Case history
Case history #1
A 45-year-old woman presents with chronic pelvic pain and menorrhagia. She reports having her first period at age 11 years, and has a history of subfertility but went on to conceive two children without the aid of assisted reproductive techniques. On examination, she has a body mass index (BMI) of 38; general examination is otherwise normal. Bimanual examination finds a diffusely enlarged uterus. A routine complete blood count reveals a hemoglobin level of 12 g/dL. She has no desire for future pregnancy. A transvaginal ultrasound (TVUS) shows an enlarged, asymmetric uterus measuring 12 × 7 × 5 cm with scattered hypoechoic myometrial cysts.
Case history #2
A 21-year-old nulliparous patient presents with dysmenorrhea, menorrhagia, and dyspareunia.
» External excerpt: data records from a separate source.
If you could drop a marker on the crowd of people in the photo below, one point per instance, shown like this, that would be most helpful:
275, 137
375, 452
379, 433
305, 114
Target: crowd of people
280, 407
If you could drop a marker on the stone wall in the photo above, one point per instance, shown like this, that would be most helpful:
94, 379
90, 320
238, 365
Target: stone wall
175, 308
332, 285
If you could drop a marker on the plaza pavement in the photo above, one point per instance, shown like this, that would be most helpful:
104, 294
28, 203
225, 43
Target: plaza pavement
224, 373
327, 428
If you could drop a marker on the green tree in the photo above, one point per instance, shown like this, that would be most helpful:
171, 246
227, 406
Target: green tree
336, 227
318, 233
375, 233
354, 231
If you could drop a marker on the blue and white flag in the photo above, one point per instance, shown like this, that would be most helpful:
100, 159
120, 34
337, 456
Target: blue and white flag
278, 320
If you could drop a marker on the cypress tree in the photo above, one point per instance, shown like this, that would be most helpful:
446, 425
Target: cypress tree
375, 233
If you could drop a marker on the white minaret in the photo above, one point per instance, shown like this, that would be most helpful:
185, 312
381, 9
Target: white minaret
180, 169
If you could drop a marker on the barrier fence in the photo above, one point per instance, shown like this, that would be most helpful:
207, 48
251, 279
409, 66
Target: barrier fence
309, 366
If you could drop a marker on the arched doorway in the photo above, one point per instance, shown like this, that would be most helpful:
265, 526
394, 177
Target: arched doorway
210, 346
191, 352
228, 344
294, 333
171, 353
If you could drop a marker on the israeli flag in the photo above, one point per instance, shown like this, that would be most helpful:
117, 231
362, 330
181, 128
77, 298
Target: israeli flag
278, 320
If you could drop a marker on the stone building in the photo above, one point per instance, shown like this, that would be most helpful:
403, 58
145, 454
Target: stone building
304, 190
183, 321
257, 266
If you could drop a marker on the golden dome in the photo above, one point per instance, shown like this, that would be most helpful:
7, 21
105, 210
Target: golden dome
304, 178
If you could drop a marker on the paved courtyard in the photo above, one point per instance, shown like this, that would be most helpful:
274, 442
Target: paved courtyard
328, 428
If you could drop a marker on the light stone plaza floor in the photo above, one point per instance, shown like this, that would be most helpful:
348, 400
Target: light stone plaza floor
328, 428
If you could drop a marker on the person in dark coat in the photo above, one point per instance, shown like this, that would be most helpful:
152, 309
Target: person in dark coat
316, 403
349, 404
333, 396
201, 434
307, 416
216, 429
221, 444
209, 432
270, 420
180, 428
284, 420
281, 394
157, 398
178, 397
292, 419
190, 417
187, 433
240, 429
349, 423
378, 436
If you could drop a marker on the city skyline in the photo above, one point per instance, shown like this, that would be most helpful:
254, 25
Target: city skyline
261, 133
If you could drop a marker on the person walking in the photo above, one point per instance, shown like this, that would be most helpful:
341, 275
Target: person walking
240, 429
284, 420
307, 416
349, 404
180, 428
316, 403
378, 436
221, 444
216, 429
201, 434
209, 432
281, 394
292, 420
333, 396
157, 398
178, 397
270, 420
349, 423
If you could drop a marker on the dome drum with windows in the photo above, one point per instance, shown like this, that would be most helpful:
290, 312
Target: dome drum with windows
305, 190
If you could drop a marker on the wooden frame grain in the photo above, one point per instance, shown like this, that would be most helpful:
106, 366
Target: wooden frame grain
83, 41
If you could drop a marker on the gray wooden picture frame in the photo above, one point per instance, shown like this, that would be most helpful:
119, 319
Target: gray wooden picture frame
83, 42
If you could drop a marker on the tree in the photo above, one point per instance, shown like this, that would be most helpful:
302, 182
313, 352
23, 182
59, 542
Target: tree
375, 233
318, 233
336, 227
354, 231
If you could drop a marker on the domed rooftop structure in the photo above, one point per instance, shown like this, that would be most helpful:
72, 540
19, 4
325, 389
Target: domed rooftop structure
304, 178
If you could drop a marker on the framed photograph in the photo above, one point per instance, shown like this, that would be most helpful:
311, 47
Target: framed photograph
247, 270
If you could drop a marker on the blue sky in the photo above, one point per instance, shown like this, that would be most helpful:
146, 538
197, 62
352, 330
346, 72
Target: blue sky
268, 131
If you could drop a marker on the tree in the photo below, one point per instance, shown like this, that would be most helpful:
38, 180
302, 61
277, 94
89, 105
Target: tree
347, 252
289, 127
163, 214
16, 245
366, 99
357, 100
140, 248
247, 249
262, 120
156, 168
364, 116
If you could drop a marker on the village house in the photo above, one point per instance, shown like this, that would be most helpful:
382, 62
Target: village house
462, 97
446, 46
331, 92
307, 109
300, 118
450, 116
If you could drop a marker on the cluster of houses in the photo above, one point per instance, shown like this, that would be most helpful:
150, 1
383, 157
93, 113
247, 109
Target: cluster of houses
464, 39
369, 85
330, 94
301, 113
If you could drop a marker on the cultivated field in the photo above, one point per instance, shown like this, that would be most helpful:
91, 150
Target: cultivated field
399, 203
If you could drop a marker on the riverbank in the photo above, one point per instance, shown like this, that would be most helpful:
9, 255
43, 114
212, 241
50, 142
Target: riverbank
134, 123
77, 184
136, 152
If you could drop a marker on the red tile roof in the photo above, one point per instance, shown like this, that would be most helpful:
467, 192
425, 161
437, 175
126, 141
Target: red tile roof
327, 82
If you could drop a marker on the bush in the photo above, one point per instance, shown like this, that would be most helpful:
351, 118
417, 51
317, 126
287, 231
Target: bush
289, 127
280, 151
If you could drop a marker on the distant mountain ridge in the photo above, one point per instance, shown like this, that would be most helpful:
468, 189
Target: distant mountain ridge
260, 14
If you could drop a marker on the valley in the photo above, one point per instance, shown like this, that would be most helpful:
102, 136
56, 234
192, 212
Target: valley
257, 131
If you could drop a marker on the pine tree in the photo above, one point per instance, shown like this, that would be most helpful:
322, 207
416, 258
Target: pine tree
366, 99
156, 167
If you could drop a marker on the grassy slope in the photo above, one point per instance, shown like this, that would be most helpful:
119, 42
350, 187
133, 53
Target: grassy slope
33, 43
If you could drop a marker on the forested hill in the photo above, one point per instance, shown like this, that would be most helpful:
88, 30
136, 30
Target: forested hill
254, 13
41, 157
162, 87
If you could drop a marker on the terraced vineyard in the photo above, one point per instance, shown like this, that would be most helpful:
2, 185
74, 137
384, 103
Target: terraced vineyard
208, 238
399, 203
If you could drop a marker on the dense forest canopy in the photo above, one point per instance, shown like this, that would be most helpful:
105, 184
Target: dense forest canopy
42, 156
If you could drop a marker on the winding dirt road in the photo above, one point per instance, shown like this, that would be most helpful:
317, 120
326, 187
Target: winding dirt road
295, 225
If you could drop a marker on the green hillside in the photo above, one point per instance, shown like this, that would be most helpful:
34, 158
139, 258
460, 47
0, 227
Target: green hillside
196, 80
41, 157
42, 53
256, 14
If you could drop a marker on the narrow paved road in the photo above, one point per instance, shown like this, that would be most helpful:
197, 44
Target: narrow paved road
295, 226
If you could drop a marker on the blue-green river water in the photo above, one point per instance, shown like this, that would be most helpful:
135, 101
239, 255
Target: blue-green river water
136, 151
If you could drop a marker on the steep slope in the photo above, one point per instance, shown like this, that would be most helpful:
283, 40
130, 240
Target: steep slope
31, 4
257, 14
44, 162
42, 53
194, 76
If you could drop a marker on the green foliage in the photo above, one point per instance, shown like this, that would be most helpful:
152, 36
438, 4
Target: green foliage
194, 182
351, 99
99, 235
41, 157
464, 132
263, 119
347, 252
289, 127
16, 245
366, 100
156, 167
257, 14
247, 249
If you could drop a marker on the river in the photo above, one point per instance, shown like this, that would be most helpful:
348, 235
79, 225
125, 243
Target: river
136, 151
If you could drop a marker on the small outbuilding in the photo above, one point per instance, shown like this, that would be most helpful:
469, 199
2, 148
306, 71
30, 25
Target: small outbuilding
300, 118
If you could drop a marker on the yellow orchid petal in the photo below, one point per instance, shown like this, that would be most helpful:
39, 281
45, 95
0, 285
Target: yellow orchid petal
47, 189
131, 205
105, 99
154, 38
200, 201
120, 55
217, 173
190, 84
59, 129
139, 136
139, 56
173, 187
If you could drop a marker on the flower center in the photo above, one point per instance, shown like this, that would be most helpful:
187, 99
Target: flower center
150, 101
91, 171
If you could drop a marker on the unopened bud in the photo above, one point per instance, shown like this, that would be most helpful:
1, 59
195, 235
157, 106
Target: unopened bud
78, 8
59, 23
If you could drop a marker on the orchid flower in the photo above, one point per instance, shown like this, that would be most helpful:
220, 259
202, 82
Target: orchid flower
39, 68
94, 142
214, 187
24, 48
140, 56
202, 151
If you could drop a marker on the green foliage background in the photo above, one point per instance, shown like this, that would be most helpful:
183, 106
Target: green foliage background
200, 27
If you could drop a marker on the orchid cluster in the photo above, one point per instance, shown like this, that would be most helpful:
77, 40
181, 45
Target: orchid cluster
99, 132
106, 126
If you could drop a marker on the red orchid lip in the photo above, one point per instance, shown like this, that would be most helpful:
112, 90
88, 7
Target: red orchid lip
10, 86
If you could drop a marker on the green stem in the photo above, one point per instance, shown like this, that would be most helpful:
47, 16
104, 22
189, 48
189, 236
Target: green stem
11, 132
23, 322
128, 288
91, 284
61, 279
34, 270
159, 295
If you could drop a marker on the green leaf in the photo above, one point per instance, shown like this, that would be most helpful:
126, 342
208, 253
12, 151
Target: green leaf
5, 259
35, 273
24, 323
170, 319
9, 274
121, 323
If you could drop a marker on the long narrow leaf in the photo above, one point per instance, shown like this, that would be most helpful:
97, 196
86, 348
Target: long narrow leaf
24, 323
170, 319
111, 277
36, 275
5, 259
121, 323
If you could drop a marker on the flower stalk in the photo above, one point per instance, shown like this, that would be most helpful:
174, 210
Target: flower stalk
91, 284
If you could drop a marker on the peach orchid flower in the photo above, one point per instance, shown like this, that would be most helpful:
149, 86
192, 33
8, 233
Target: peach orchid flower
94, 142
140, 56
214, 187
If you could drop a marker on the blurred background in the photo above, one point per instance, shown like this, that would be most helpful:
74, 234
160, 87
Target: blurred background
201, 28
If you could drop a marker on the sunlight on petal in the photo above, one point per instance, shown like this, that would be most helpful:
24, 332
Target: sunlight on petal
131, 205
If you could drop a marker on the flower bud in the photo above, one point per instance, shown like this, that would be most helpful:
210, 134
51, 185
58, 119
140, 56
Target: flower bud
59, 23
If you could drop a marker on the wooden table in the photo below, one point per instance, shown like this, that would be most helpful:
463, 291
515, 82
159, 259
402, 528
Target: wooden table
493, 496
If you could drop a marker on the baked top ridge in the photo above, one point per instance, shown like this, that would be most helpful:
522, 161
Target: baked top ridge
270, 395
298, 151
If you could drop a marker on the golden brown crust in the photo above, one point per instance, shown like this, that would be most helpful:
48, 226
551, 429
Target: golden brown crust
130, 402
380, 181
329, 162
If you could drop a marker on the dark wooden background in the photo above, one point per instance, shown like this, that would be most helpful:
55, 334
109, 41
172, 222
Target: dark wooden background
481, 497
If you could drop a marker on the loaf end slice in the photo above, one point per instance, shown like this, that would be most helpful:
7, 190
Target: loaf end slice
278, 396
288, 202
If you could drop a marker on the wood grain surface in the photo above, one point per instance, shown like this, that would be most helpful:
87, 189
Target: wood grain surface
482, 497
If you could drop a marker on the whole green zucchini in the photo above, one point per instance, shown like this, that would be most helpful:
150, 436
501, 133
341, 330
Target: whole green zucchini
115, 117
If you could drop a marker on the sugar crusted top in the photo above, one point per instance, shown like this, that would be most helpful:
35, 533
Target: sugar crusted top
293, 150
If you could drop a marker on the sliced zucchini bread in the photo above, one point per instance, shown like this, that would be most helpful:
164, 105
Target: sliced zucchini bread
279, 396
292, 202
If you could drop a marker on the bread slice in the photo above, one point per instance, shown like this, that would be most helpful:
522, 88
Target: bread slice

She has expressed a desire for future conception. She has no significant medical or surgical history, smokes five cigarettes per day, and has a BMI of 24. The patient has previously tried nonsteroidal anti-inflammatory drugs (NSAIDs) to manage her symptoms, but without success. On pelvic examination, the patient is found to have a tender, globular uterus. TVUS reveals an enlarged, globular uterus measuring 12 × 6 × 6 cm, featuring hypoechoic myometrial cysts confined to the posterior uterine wall and echogenic subendometrial buds with disruption of the junctional zone.